The more frustrated she got with her quest, the more she fantasized about opening a butcher shop selling locally and humanely raised meat where the butcher knew where the meat came from, how to cook it and pair wine with it.

Once we decided to open Fleisher’s, we sought training from old-time butchers. They happily taught us the tricks of the trade but feared that we would fail, that “it just wasn’t the way of the world anymore.”

We knew we were onto something, but we still had a lot to learn. We’d read Michael Pollan’s books and seen Food Inc. (which we recommend wholeheartedly), so we knew that hormones and antibiotics in animals are passed onto humans and could be contributing to health problems ranging from antibiotic-resistant bacteria to cancer.

I also visited local farms and learned that a good cattle farmer is really a grass farmer—making sure that the animals rotate from pasture to pasture to get the right nutrients. I always tell people from out of town to make sure that their local butcher knows his farmers and has been to their farms.

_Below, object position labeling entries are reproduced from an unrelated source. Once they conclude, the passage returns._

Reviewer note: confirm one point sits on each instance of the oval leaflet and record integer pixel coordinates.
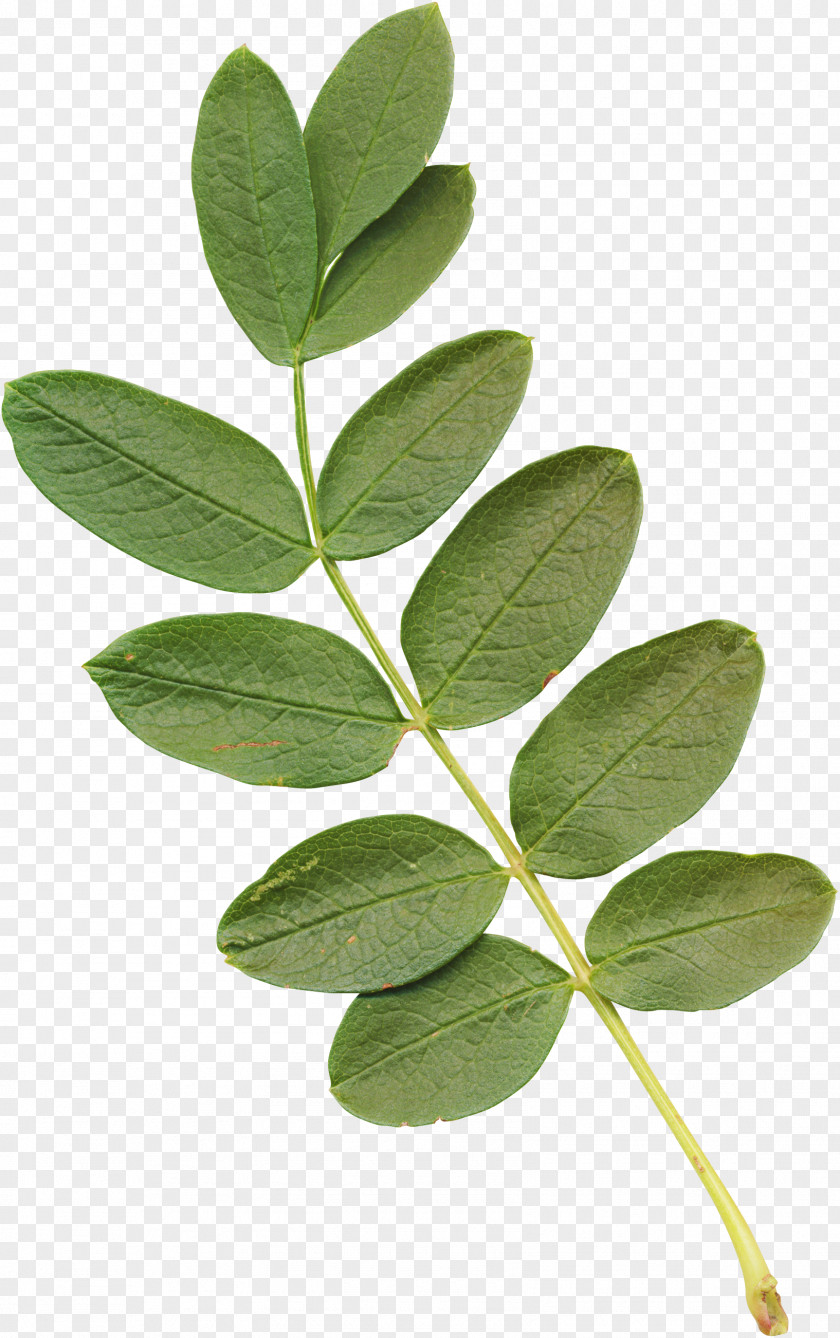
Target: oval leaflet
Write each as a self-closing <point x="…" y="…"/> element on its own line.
<point x="702" y="929"/>
<point x="264" y="700"/>
<point x="455" y="1042"/>
<point x="634" y="749"/>
<point x="364" y="906"/>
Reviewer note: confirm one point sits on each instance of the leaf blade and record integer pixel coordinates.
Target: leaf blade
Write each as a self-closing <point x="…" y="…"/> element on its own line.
<point x="364" y="906"/>
<point x="420" y="439"/>
<point x="636" y="748"/>
<point x="264" y="700"/>
<point x="704" y="929"/>
<point x="253" y="198"/>
<point x="175" y="487"/>
<point x="452" y="1044"/>
<point x="393" y="261"/>
<point x="376" y="122"/>
<point x="519" y="586"/>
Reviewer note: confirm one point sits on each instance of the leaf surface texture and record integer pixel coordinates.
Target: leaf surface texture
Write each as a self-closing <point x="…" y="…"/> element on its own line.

Jessica was concerned that I was cutting but not tasting our meat. Six months later, bacon, the carnivore’s gateway, brought me back to the fold. Bacon is the holy grail of meat and our nitrate-free, hot-smoked bacon is to die for. I’d been a vegan because I know the horrors of the factory-farmed meat industry. Once I knew where my meat was coming from and how the animals were treated, I felt comfortable eating it again. We have a number of vegetarian customers whose one indulgence is bacon. And as Jessica was one herself, we’re not here to judge but no matter how you slice it, bacon is not a vegetable.

Pairing Wine and Meat

“Sparkling wine is our go-to wine with all of our meat. Whether it’s Champagne, Prosecco or a nice Spanish Cava, sparkling wine has a crispness that cuts through fat and protein. Lots of people think of it only for appetizers or dessert. Jess and I drink it with everything.

I love pork, the sexiest meat, with its succulent fat and crispy skin. We enjoy it with a fruity Argentine Malbec. Jessica really loves lamb because it stands up to bold spices and flavors. Lamb curry is great with a brut Cava or a dry Viognier.”

Joshua and Jessica Applestone are the owners of Fleisher’s Grass-Fed & Organic Meats in New York (fleishers.com) and authors (with Alexandra Zissu) of The Butcher’s Guide to Well-Raised Meat (Random House, 2011). Follow them on Twitter @fleishers.


Try this great recipe from Joshua Applestone:

Quick Lamb Meatballs

For the lamb meatballs:
1 pound ground lamb (shoulder)
2 garlic cloves, minced
2 tablespoons cilantro, chopped (optional)
2 teaspoons harissa (see note)
1 teaspoon kosher salt
½ teaspoon freshly ground pepper
Yogurt sauce (recipe follows)

Note: Harissa, a North African spice paste, varies from region to region, so there is no definitive recipe, but a mixture of 1 teaspoon ground cumin, 12 teaspoons ground chili and 1 teaspoon smoked paprika is a good substitute.

For the yogurt sauce:
1 cup plain yogurt
2 tablespoons fresh cilantro or mint, chopped (optional)
1 teaspoon harissa
A dash of lemon juice
Salt, to taste
Pepper, to taste

To make lamb meatballs: Preheat oven to 350º degrees. In a large bowl, combine the lamb, garlic, cilantro (if using), harissa, salt and pepper. Roll about 1 tablespoon worth of lamb meat in your hands to form the meatballs and place on a baking sheet. Repeat until all of the meat is used.

Set a large ovenproof pan over medium meat. When the pan is hot, add the meatballs and sear on all sides, about 3–5 minutes. Transfer to the oven and cook the meatballs for 4–6 minutes, until golden-brown. Transfer to a serving dish and drizzle the yogurt sauce over the top. Serves 4.

To make the sauce: In a medium bowl, combine the yogurt, cilantro or mint (if using), harissa, and lemon juice, and season with salt and pepper. Whisk until the yogurt is thin and ingredients are well combined. Keep in the refrigerator for up to 7 days. Makes 1 cup.